Stephen VasciannieLOOK HERE nuh, is it not time to rise up in protest about the intrusion of the cell from hell? A young lady goes for a job interview with the Governor-General, no less, and in the middle of their deliberations, there goes the cellular. "I can't talk now" was perhaps the understatement of the year, in that particular situation.
But that experience, though supremely embarrassing for the candidate for the Governor-Gen-eral's attention, is not nearly the tip of the iceberg. A man is standing in a bank queue, along with, say, five other people.
(As an aside, I note that this is a bank which seems to have transferred its hard-working branch manager after a relatively short stint, with not even a puff of wind, or a cellular call, to its customers, many of whom know and trust the branch manager).
Anyway, the man is in the bank queue: he is speaking on his cellular phone about the treatment he has given to a patient. So, the man is a Junior Doctor perhaps, and he is having a word with his consultant. But do we really need to hear about the patient's blood pressure, that she may have been haemorrhaging, that she was last checked at 9:30 that morning, and that certain vital signs were positive, but others were not?

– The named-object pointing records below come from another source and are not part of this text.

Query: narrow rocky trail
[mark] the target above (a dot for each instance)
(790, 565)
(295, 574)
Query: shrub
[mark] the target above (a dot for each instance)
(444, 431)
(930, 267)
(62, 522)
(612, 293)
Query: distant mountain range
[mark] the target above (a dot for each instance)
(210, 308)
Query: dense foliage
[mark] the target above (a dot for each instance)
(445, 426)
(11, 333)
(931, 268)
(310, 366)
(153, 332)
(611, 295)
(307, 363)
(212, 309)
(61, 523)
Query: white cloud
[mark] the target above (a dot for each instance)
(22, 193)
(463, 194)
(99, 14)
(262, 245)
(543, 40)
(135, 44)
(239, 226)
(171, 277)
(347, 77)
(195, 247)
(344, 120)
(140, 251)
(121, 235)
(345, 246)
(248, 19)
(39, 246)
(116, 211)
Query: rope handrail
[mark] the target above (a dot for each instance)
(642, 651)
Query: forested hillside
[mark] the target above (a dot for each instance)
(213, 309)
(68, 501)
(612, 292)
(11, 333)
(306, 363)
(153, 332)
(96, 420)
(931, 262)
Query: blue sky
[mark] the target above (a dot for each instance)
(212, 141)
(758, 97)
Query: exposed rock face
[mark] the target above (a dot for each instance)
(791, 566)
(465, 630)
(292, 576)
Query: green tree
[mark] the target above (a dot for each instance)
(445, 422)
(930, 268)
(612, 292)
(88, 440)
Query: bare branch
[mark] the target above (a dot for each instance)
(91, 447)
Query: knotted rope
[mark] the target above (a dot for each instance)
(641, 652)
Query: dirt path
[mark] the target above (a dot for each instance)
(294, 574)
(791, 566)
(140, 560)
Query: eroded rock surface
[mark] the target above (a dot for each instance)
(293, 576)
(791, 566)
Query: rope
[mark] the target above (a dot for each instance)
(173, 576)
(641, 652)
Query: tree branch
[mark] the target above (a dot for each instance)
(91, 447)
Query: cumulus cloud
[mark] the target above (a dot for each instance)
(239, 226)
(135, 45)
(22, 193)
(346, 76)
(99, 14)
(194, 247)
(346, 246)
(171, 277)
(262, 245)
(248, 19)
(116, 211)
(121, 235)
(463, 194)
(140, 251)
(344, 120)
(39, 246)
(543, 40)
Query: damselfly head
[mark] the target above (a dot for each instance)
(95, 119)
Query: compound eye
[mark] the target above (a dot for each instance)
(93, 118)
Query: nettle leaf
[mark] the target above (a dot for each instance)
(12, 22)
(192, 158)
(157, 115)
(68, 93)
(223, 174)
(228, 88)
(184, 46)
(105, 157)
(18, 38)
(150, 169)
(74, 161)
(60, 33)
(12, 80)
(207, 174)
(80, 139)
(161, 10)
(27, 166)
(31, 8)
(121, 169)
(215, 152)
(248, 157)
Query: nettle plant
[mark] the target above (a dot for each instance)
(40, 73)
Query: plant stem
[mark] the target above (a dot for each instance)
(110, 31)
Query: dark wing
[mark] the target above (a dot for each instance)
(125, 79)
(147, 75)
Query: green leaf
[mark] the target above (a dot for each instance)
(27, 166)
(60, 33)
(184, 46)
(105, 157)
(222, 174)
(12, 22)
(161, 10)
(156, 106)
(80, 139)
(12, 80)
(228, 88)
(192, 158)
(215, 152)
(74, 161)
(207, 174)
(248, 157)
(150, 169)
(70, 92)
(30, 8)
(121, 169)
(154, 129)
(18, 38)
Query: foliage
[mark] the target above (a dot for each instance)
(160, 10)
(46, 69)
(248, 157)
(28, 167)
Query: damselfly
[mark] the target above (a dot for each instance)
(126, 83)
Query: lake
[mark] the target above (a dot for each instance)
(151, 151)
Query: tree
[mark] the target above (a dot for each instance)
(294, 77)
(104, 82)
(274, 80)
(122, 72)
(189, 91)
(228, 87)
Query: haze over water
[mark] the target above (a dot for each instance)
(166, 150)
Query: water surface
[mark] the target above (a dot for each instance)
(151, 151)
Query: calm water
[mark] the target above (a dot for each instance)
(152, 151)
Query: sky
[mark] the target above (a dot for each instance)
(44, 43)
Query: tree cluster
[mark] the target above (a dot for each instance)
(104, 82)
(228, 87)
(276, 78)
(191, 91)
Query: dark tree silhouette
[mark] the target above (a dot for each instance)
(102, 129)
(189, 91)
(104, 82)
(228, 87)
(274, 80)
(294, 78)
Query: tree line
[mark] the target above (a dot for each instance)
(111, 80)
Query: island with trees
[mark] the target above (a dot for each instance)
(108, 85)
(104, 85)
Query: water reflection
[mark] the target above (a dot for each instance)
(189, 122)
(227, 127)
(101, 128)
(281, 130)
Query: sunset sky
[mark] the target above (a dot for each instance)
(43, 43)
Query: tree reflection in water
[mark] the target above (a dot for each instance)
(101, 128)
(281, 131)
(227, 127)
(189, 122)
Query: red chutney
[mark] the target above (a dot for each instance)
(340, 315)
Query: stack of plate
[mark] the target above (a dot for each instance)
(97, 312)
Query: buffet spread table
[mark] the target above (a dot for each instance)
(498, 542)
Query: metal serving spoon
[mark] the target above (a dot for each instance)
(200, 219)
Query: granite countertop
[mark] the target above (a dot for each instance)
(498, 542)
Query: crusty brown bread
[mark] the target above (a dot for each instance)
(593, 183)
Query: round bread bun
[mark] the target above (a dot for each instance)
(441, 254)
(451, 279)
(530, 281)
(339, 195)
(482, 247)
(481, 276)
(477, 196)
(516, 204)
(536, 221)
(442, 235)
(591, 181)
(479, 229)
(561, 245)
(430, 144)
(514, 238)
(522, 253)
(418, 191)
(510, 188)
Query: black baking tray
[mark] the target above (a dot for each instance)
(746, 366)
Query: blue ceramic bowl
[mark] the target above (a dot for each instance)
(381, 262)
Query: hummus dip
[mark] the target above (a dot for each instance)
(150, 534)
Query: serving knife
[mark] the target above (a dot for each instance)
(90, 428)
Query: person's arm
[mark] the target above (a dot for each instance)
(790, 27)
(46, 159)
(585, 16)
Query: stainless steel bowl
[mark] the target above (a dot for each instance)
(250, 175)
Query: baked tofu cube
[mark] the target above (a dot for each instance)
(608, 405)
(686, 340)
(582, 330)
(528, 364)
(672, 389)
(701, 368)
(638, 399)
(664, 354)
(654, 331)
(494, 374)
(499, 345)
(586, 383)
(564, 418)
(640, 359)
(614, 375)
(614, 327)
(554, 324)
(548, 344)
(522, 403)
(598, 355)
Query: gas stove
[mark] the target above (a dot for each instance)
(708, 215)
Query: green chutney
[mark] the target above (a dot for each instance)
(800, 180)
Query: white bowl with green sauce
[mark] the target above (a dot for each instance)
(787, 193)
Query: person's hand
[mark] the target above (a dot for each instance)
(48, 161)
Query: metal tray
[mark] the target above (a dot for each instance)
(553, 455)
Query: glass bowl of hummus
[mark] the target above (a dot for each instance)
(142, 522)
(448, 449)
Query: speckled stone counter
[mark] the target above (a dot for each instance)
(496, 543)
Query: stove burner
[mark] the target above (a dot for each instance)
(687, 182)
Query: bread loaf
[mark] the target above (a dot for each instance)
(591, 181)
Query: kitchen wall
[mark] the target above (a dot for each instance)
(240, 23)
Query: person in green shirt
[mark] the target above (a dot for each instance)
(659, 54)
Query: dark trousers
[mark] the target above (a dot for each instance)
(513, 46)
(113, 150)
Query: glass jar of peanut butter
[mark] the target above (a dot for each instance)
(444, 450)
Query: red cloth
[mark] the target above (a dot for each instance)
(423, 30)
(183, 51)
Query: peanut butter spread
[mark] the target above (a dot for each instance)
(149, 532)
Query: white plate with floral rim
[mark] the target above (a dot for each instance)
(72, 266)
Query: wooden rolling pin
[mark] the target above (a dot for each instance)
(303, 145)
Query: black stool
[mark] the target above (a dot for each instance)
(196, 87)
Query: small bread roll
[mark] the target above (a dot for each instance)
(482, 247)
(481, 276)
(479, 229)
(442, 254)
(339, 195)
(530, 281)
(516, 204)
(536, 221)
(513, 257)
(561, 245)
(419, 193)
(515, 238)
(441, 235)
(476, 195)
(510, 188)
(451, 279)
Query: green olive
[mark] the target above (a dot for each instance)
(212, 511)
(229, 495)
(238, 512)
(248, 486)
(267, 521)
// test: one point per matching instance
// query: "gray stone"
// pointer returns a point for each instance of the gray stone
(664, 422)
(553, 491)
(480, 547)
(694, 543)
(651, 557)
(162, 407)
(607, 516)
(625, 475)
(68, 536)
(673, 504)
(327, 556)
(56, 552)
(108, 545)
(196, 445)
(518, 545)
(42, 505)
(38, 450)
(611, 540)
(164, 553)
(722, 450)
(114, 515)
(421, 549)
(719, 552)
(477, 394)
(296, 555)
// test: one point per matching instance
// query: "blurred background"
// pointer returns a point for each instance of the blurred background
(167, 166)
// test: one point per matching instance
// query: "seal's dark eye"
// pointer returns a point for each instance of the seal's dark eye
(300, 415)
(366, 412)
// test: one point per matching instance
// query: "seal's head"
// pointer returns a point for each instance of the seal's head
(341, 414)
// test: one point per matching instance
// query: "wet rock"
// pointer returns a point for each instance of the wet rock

At some stage in the conversation the name of the patient may have been called I was really trying not to hear the conversation, if you know what I mean but even if it was not, it struck me that this was an invasion of the patient's right to privacy. Thank you Mr Celli for facilitating the wide dissemination of the lady's business.
DISCOURTEOUS
Nor do we seem fully to appreciate that some people regard cellular intrusion as mildly discourteous. If I visit your home, or your office, and the phone rings, I expect you to answer it: there is an implied understanding that I am in your space, so it is reasonable for you to respond to a ringing telephone in your space. But, lawks, people come to your office for one reason or another, and before you can address the business at hand, they have to address the cellular business in their hand.
So, you wait, trying not to listen, but at some stage you say to yourself, how can I convey to this visitor that I am not placed on this side of heaven to be his or her cellulite in waiting. Last week, not a day passed in my life, when this did not occur.
And, not to put too fine a point on the business, students seem to be among the most enthusiastic transgressors of the norms of cellular restraint that I wish to encourage. In the middle of the lecture, ring, ring. A student stops you on the corridor to ask about a tutorial, ring, ring. You are in the middle of a practice quiz, ring, ring.
Some schools have no doubt sought to place restraints on the use of cellular phones a blanket prohibition at Hampton Girls School came to national attention a few years ago, and I know of at least two other secondary institutions where cell phone use is banned during classroom hours. But, perhaps the battle is almost lost. Cell defenders are quick to point out that celli contact is helpful for administrative purposes. At what time will you pick up your child? What should you buy for sonny's dinner, and that kind of thing.
Reductio ad absurdum: the cell defenders will eventually argue that they need to call their children to remind them to purchase lunch today. In other words, did not parents and guardians make administrative arrangements before the advent of personal ring, ring; and why, pray tell, are such arrangements now deemed to be inadequate?
BEYOND SCHOOLS
But, of course, the tentacles spread well beyond schools. Many business meetings lack a sense of focus because serious points are constantly interrupted by the small intruder. Of course, sometimes you might even see people in meetings smiling for no apparent reason, until they stretch into the trousers pocket for the cell a case of quiet cell vibration as a precursor to mental stimulation.
And, speaking of quiet vibration, why do some people believe that they need to reproduce the latest rhythms on their cell ringers? If you wish to listen to music, a radio may do the job much better than a cellular phone. It is embarrassing enough that someone's cellular phone went off at a recent funeral at Sts. Peter and Paul, or that the best man's phone erupted at a recent wedding in Portmore; it is quite another thing if the ringing cellular conveys inappropriate music in some social contexts.
So my cell friends I declare war. As I cross the Rubicon, I fear defeat, for at least seventy-five per cent of the people I know are cell users, and the ruddy thing has already invaded places close to home. I hear the trumpets warming up for that evolving spiritual tune: Veni, phoni, vici. But as for I and I, the incoming call will fall on deaf ears.
Stephen Vasciannie is Professor of International Law at the University of the West Indies.